Now let's look at the rate by generation..

In [None]:
suic_gen = suicides_df.loc[suicides_df['country'].isin(top_countries)]
suic_gen = suic_gen[['country', 'generation', 'suicides/100k pop']].groupby(['country', 'generation']).sum()
suic_gen = suic_gen.reset_index()
suic_gen['generation'] = suic_gen['generation'].map({'G.I. Generation': 1, 'Silent': 2, 'Boomers': 3, 
                        'Generation X': 4, 'Millennials': 5, 'Generation Z': 6})
suic_gen.sort_values(by=['suicides/100k pop', 'generation'], ascending=(False, True), inplace=True)
suic_gen.head()

In [None]:
generations = ['G.I. Generation', 'Silent', 'Boomers', 'Generation X', 'Millennials', 'Generation Z']

In [None]:
fig, ax = plt.subplots(figsize=(20,5))
colors = sns.color_palette('cubehelix', 6)
sns.barplot(y='suicides/100k pop', x='country', hue='generation', data=suic_gen, ax=ax, palette=colors)
plt.title('Countries with highest number of suicides in the last 3 decades (1985 - 2016) categorised by generation')
plt.ylabel('suicide rate')

boxes = [item for item in ax.get_children() if isinstance(item, matplotlib.patches.Rectangle)][:-1]
legend_patches = [matplotlib.patches.Patch(color=color, label=label) for
                  color, label in zip([item.get_facecolor() for item in boxes], generations)]
plt.legend(handles=legend_patches)

legends = ax.get_legend()
for i in range(len(legends.legendHandles)):
    legends.legendHandles[i].set_color(colors[i])

The Silent generation seems to be the most prone and has the highest count of suicides across the top countries by suicide rate. Although again, Finland has almost the same count for the Silent generation and Boomer generation.

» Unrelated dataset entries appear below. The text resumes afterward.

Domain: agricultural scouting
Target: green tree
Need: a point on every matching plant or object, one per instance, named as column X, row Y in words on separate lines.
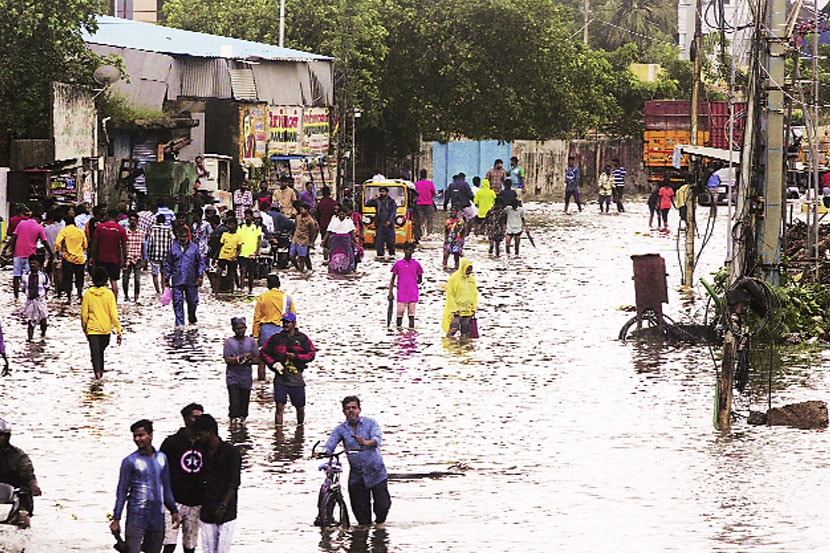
column 641, row 22
column 256, row 20
column 41, row 41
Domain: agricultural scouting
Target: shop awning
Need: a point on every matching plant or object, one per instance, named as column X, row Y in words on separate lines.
column 704, row 151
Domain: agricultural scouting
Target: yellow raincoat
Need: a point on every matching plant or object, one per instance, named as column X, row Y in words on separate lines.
column 485, row 198
column 462, row 294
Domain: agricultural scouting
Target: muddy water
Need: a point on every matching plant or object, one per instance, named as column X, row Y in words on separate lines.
column 571, row 440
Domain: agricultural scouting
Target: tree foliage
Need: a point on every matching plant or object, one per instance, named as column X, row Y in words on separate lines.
column 639, row 22
column 429, row 69
column 41, row 42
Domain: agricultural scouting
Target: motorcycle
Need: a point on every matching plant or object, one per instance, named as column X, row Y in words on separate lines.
column 14, row 521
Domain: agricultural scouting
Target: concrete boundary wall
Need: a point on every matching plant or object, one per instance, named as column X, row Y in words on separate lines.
column 545, row 163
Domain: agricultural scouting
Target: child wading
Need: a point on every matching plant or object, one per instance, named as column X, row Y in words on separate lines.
column 99, row 316
column 495, row 224
column 35, row 287
column 453, row 237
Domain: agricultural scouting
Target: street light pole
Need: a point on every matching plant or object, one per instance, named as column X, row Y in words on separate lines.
column 355, row 115
column 282, row 23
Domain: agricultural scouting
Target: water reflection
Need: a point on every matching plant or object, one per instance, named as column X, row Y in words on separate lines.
column 287, row 448
column 627, row 426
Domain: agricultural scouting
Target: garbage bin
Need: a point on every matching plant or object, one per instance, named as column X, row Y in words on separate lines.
column 650, row 287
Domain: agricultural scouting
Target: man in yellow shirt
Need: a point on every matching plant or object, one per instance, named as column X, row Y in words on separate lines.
column 99, row 317
column 72, row 242
column 231, row 246
column 251, row 234
column 268, row 312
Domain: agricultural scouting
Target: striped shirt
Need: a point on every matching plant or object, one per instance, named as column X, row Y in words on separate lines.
column 161, row 238
column 619, row 176
column 135, row 240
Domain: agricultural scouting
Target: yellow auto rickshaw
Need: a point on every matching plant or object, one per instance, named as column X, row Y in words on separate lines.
column 399, row 190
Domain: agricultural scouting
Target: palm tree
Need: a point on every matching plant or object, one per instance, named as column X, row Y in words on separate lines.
column 638, row 21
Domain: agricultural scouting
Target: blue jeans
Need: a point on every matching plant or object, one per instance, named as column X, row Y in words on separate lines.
column 361, row 499
column 180, row 295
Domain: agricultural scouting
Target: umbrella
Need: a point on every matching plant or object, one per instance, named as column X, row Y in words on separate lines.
column 529, row 237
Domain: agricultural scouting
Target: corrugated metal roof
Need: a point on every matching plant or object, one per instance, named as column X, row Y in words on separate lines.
column 125, row 33
column 243, row 84
column 204, row 78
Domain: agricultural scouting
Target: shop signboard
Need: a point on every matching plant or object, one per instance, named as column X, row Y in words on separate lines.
column 253, row 131
column 315, row 131
column 284, row 130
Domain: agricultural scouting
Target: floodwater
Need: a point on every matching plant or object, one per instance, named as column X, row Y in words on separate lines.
column 568, row 439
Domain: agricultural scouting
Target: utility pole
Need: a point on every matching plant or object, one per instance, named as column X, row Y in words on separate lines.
column 691, row 200
column 282, row 23
column 586, row 19
column 768, row 226
column 762, row 178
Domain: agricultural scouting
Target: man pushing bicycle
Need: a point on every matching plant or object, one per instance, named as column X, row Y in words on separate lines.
column 361, row 437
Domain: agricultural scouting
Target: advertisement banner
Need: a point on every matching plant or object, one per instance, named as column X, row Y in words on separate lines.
column 253, row 131
column 284, row 130
column 316, row 131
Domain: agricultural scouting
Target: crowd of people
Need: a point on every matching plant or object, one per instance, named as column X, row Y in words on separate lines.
column 194, row 476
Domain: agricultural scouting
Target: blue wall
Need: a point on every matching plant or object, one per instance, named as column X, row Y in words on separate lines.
column 473, row 158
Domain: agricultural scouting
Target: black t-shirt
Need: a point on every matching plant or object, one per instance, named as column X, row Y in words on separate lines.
column 186, row 463
column 221, row 473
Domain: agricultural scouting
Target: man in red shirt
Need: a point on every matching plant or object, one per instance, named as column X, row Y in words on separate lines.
column 109, row 248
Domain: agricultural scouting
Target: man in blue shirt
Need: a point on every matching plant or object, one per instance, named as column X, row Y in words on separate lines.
column 145, row 480
column 361, row 437
column 572, row 181
column 183, row 270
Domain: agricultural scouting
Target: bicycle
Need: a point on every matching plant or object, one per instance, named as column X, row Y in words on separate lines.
column 331, row 507
column 13, row 521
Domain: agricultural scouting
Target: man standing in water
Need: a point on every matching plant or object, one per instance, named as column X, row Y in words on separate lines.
column 16, row 470
column 287, row 354
column 144, row 487
column 108, row 249
column 220, row 476
column 572, row 180
column 186, row 463
column 183, row 270
column 496, row 176
column 268, row 312
column 386, row 209
column 99, row 317
column 368, row 480
column 619, row 184
column 239, row 352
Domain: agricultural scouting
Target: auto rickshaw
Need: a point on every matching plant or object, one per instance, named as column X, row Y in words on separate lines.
column 399, row 190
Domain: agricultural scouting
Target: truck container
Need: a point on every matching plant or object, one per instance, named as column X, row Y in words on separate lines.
column 668, row 123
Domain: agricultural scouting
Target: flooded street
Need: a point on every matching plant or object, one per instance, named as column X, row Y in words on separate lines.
column 571, row 440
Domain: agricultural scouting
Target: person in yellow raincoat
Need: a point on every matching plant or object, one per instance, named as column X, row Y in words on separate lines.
column 484, row 200
column 462, row 300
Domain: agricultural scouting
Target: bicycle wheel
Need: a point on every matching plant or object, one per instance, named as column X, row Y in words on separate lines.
column 336, row 512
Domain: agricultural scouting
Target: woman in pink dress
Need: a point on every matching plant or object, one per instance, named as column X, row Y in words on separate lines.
column 409, row 274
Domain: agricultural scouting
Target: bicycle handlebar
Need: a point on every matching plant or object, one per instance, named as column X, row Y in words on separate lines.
column 335, row 455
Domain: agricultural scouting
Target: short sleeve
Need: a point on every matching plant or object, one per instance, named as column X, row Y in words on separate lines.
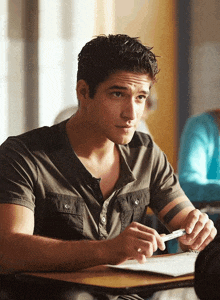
column 17, row 174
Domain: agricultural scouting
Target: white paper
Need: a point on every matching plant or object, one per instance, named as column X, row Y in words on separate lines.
column 172, row 265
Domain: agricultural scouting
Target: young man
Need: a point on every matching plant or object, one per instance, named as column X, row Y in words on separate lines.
column 75, row 195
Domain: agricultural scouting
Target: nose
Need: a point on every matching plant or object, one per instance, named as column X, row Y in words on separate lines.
column 129, row 109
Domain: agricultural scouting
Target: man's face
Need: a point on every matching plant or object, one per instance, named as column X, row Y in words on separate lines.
column 118, row 105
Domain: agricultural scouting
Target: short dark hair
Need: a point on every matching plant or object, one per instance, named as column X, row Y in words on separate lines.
column 105, row 55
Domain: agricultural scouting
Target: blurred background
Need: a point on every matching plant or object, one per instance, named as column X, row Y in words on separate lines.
column 40, row 41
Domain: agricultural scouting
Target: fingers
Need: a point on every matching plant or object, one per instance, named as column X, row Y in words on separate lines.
column 143, row 241
column 200, row 230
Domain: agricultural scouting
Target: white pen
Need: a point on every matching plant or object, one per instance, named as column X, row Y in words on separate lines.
column 175, row 234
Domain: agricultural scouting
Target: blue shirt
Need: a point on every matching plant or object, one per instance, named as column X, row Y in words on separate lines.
column 199, row 159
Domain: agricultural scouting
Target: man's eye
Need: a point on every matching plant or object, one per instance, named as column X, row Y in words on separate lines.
column 117, row 94
column 142, row 97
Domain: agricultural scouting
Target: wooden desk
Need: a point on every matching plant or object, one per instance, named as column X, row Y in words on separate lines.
column 112, row 281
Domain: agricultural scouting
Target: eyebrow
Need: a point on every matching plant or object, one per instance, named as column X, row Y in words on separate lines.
column 118, row 87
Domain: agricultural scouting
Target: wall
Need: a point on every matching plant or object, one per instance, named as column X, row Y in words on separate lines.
column 205, row 55
column 42, row 39
column 155, row 23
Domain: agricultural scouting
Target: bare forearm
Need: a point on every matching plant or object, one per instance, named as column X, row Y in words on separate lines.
column 21, row 252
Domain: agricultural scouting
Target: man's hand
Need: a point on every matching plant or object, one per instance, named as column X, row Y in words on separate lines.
column 135, row 242
column 200, row 231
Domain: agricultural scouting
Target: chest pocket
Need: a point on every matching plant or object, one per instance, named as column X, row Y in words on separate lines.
column 133, row 207
column 62, row 217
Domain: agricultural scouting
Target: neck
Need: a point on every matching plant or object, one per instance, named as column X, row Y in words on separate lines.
column 85, row 142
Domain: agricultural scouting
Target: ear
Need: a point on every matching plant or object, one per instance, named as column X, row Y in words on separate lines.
column 82, row 90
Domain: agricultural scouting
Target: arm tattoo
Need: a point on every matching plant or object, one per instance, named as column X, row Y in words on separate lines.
column 175, row 210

Now let's look at gdp if it's related to the suicide rate.

In [None]:
gdp = suicides_df[['country', 'gdp_per_capita ($)']].groupby('country').sum()
gdp = gdp.reset_index()
gdp.sort_values(by=['gdp_per_capita ($)'], ascending=False, inplace=True)
gdp.head()

In [None]:
top_countries = top_countries.tolist()

In [None]:
top_gdp = gdp.head(25)
clrs = ['red' if (row['country'] in top_countries) else 'grey' for _, row in top_gdp.iterrows()]

In [None]:
fig, ax = plt.subplots(figsize=(20,7))
bp = sns.barplot(y='gdp_per_capita ($)', x='country', data=top_gdp, ax=ax, palette=clrs)
bp.set_xticklabels(bp.get_xticklabels(), rotation=90)
plt.title('Countries with highest GDP per capita in the last 3 decades (1985 - 2016)')
plt.ylabel('gdp')

Interestingly, you can see that high GDP per capita shouldn't be related with the suicide rate of a country. If we look at the 25 countries with highest GDPs from 1985-2016, we can see that only Japan, Austria, Finland, and Belgium which is part of the top 10 countries with highest suicide rate are part of the group.